(Last Updated on : 14/06/2013)
The Pench River flows in the edging areas of Chhindwara and Seoni Districts and merges with the Kanhan River in Nagpur District. The Pench is a tributary of the Banganga and Pench flows from north to south. The river runs across the Pench National Park, thus separating the Pench reserve into two halves of east and west Pench.
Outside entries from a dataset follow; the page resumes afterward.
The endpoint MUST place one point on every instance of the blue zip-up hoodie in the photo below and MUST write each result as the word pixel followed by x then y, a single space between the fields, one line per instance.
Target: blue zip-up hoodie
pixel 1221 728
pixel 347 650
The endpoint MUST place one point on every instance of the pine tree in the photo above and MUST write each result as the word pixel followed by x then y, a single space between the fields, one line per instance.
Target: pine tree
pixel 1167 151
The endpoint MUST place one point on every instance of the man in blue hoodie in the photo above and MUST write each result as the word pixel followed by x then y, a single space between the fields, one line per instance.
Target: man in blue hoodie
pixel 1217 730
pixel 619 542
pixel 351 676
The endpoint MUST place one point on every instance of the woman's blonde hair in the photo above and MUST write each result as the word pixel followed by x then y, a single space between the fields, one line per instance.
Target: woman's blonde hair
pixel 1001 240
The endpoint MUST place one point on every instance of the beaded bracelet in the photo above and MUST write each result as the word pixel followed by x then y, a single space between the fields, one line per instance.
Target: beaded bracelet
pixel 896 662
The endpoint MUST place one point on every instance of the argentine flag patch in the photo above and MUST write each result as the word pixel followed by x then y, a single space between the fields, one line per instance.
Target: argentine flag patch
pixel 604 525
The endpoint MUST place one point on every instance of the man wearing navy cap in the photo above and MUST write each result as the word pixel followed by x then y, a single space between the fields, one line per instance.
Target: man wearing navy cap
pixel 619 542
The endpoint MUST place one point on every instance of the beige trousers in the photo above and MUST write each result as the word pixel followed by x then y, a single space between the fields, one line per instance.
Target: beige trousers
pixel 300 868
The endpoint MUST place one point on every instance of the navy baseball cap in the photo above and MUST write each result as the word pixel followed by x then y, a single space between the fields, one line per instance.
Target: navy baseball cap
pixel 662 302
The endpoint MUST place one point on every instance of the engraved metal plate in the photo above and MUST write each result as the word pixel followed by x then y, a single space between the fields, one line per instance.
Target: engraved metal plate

The Pench Tiger Reserve has derived its name after the Pench River, which flows from north to south across the Reserve. The Reserve is situated on the southern areas of the Satpura hill ranges in the Seoni and Chhindwara districts in the Madhya Pradesh state of India. The topography is undulating, with most of the area enclosed by small hill ranges and abrupt slopes on all the sides.
The Reserve is situated in an area that holds a noteworthy history of Central India. The natural beauty, richness in flora and fauna and the lovely tumble of the river has appeared in numerous wildlife booksdating back to 17th century; moreover these are the elements Books written in the 19th and early 20th century by famous naturalists like Captain J. Forsyth and Rudyard Kipling's Jungle Book clearly present the comprehensive panorama of nature's wealth in this expanse.
The Pench river flowing through the centre of the Reserve is usually dry by April but a number of water pools locally known as 'dohs' are found along the course of the river. These serve as waterholes for wild animals. Few perennial springs also exist in the region. Recently a number of earthen ponds and shallow wells have been created thus making well-distributed sources of water all over the reserve.